Advances in the Clinical Management of Diabetic Macular Edema and Age-Related Macular Degeneration - Episode 15

What’s on the Horizon for DME and AMD

August 12, 2022
Carl D. Regillo, MD, FACS

,
Blake Anthony Cooper, MD, MPH

,
Michael A. Klufas, MD

,
David R. Lally, MD

Carl D. Regillo, MD, FACS, leads a discussion with retina specialists about the future of care for AMD and DME, including tyrosine kinase inhibition and gene therapy.

Carl D. Regillo, MD, FACS: Mike, we’re living in an exciting time in our space treating these common retinal disorders, neovascular age-related macular degeneration [AMD], and diabetic macular edema [DME], some exciting new therapeutics and approaches to treatment but the pipeline looks pretty rich. There are other things coming. Tell me about it.

Michael A. Klufas, MD: The future is bright, no pun intended, and it can’t be lost upon us that gene therapy is approved in the eye for RPE65-associated inherited retinal dystrophy. We are using the same technology to create an ocular biofactory to create anti-VEGF in patients with neovascular AMD and diabetic retinopathy and diabetic macular edema. These programs with pars plana vitrectomy and subretinal approach are probably coming to us in the next couple of years if they pan out. The holy grail for gene therapy is determining if we can administer this in-office via suprachoroidal or perhaps an intravitreal approach. That remains to be seen. If aflibercept is something we are comfortable with, there is a high-dose aflibercept trial which may give greater durability based on the preclinical data, and we are all eagerly awaiting those results. Tyrosine kinase inhibition is another pathway that is not a biologic that we can administer at very high levels in the eye without causing systemic adverse effects. I don’t think it is being touted as a replacement for anti-VEGF, but perhaps a maintenance therapy with a vehicle that will allow continuous release in the eye. We also have some other exciting things such as OPT-302, which inhibits not only VEGF-A but VEGF-C and -D. That could be a nice compliment to something like faricimab, which inhibits angiopoietin-2, and we will see if other types of VEGF isoform inhibition may allow us to have better outcomes in some of our patients as well.

Carl D. Regillo, MD, FACS: A lot of what’s in the future is directly or indirectly targeting VEGF-A, maybe other mechanisms of action—VEGF-C and D; perhaps that’s going to get us better efficacy. The other approach is TKIs [tyrosine kinase inhibitors]; maybe durability. Gene therapy—the ultimate durability; we say 1 and done, but in reality it’s not going to be a cure. It’s not going to control disease in everyone across the board. Even phase 1 or at least testing is indicating it can do that to some degree in some people, but not everyone. There is a lot that’s unknown there, and I am sure we are going to be closely following the safety profile of the gene therapy programs, but it’s exciting and it’s not far off, as you indicated.

Blake, given the recent approvals for DME and neovascular AMD with some exciting new therapeutics or therapeutic approaches, what unmet needs remain both in the research and clinical treatment of these patient populations?
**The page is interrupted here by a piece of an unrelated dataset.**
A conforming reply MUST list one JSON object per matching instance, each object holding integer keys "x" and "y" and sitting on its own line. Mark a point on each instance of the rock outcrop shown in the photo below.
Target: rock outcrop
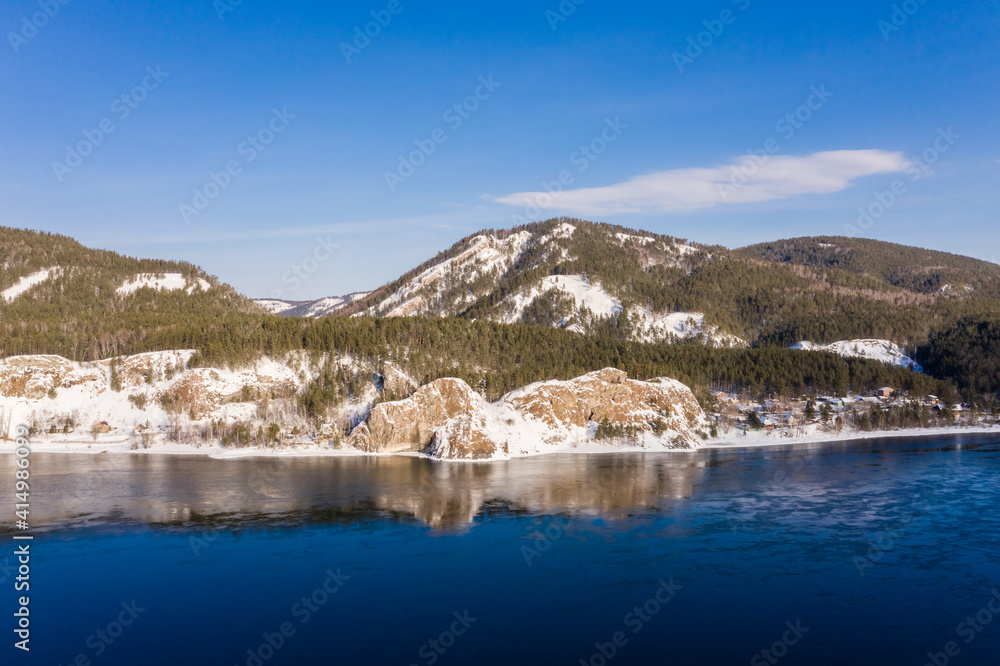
{"x": 409, "y": 425}
{"x": 661, "y": 404}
Blake Anthony Cooper, MD, MPH: Carl, it’s an exciting time to be practicing retina. We have a lot of treatment options for our patients, but probably the biggest unmet need right now is going to be the recruitment and diversity and generalizability of our upcoming trials. I feel that as we have better treatment options, it’s going to be harder to enroll patients, and we want to make sure that we are enrolling patients that are within our community. Creating networks within underserved communities and a more diverse pool of not only investigators and staff will hopefully help us be able to have trials that are more representative of the general population. I also feel that it’s important for us to make sure that we’re establishing long-term relationships within our communities and encouraging patients if they haven’t thought about a clinical trial to consider 1, because it’s going to benefit not only hopefully them but other generations of people who live with diabetes or macular degeneration.

Carl D. Regillo, MD, FACS: It’s an interesting point you brought up about the research in the diversity of the patients recruited into clinical trials. It is known; we have seen some ethnic differences in response to treatments. It’s going to be important. We make sure we could encompass all patients potentially affected by these conditions DME and neovascular AMD. Neovascular AMD in a Caucasian population can be quite different in Asian populations, and so forth. We've seen some differences there. In fact, some of those countries want their own clinical trials because of those differences.